Remote Control: Effectively Managing Offsite Employees
If an employee is working somewhere besides the office where the manager works, are you confident that they have the support and resources to work effectively? According to recent Paychex research, they may not have what they need. In fact, the 2017 Pulse of HR survey found that only a third of HR professionals felt their organization is very effective at addressing the needs of remote workers. Respondents specifically identified the challenges of managing and overseeing work, as well as assimilating these remote workers into the work culture and environment. So while having remote workers can broaden the scope of what companies can achieve, HR teams should also look for ways to support managers in managing remote workers in a way that they are delivering maximum productivity and efficiency. You can help set remote workers up for success by:
Starting with the "must-haves." Certain key elements must be in place before getting your remote workforce up to speed. First, you may want to create a work-from-home policy and specific procedures outlining the remote working arrangement, such as hours of availability, frequency of communications, etc. Availability can be a critical factor in situations where the remote employee is located in a different time zone or travels frequently.
Next, companies must contend with the challenges presented by remote workers and data security. There may be risk of remote employees logging into your network through an unsecured source and downloading sensitive data that may be lost or stolen. As a precautionary measure, work with your IT department to design best-practice security measures for off-site workers, establish policies they must agree to follow, and implement security software and services that minimize the risk of a data breach.
Onboarding your remote employees. Much like with onsite employees, offering a thorough orientation and onboarding experience can help you manage remote employees more effectively in the long run. Using digital technology, you can provide these workers with videos, webinars, and other resources to learn more about your company, including its history, culture, and policies, as well as virtual tours of the workplace and introducing them to onsite co-workers.
You may even want to schedule 15- to 30-minute "get-to-know-you" phone conversations with appropriate team members. These calls can "foster collaboration and take some of the pressure off the manager to be the exclusive contact person."
Clarifying and communicating your expectations. Since remote workers lack daily face-to-face in-person contact with managers, it's critical that they understand what's expected of them while on their own. Early on, set specific goals for the work you expect them to produce, along with agreed-upon deadlines and other dates related to anticipated deliverables. Provide appropriate in-house points of contact as well. The key is communicating as much as possible via chat, email, Skype, phone – whatever technological resource is considered the most effective for maintaining close contact. A key element of proper management is ensuring that the remote worker doesn't feel cut off or isolated from the business.
Keeping track of progress. There's a variety of software offering automated options for keeping track of the work remote employees do. In addition, you can request that these workers provide either daily or weekly updates, and encourage them to ask questions or report any obstacles they encounter along the way.
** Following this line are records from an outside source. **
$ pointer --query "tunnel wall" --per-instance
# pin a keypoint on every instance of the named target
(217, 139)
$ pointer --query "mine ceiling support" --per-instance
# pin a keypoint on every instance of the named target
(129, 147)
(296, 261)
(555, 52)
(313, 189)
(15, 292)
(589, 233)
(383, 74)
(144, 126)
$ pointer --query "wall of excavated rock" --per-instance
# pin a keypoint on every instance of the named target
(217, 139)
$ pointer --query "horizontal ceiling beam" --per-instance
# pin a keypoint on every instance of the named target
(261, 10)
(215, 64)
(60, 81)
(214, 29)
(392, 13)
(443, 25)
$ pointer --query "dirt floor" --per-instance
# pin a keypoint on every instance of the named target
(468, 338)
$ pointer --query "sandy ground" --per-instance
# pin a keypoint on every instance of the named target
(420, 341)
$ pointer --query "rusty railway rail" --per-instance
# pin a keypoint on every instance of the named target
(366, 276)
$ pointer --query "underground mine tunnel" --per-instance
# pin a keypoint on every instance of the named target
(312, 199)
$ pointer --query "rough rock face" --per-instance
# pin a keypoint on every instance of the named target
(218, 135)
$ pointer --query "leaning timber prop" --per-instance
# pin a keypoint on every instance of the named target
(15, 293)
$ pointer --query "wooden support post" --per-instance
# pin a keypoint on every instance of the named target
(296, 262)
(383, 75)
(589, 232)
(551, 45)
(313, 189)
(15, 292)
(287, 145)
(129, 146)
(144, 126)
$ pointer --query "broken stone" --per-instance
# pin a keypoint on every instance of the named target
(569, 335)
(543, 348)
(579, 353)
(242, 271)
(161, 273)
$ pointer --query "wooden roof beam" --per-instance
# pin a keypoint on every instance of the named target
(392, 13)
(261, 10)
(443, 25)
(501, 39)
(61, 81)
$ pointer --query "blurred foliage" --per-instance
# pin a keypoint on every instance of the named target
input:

As time goes on, you can develop processes that can be replicated by future remote workers, thus minimizing errors in workflow. When members of the team "consistently document steps and notes for any recurring work they do," says Emily Morgan at Huffington Post, others on your team "can easily hop in and cover one another without missing a beat."
Ultimately, your remote workforce should be managed and provided with resources in much the same way as your onsite employees. Being "out of sight" shouldn't mean "out of mind" as far as remote employees go. As with on-site employees, when managed effectively, your remote employees can be extremely productive.